Altre fonti stavolta cartacee ci aiutano a ricostruire una sorta di
catalogo delle presenze sarde nel cinema nazionale; una di queste è
l’elenco dei materiali geografico - antropologici che l’etnografo
Lamberto Loria raccolse nell’intento di costruire una prima cineteca
etnografica nazionale, a partire dal 1906.
Per quanto riguarda la Sardegna troviamo indicazioni sugli usi e
costumi, sull’estrazione, lavorazione e industria del sughero, la
pesca e la conservazione del pesce, i pescatori e così via.

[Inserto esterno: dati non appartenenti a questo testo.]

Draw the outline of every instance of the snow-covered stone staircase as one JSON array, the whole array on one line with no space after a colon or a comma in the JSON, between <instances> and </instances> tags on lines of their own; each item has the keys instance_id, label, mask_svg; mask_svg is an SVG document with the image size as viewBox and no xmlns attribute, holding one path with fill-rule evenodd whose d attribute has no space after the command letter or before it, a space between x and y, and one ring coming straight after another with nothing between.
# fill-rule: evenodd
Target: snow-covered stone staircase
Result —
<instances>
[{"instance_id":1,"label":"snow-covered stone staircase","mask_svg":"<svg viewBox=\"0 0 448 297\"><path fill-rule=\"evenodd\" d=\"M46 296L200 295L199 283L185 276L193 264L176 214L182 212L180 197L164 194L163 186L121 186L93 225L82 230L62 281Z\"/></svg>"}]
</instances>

La seconda fonte si deve a Bernardini e Martinelli, ricercatori e
studiosi del cinema muto italiano ed è orientata verso i primi
racconti cinematografici, ambientati nell’isola o di soggetto sardo,
ritrovati negli archivi del cinema italiano. Se ci soffermiamo sui
film non di finzione, il primo titolo citato è di nazionalità tedesca e
si intitola Sardinien e fu girato nel 1908.
Questo lavoro circolò in Italia fino al 1914, e sarà seguito da In
Sardegna del (1909) dell’Itala film di Torino.
2
Ibidem, pag. 17.
3
Ibidem, pag 17.
2
I film a soggetto dello stesso periodo, e che ci vengono segnalati
dal Bernardini sono: Un romanzo in Sardegna, Amore sardo,
entrambe girati nel 1909, Tra l’amore e la vendetta del 1910.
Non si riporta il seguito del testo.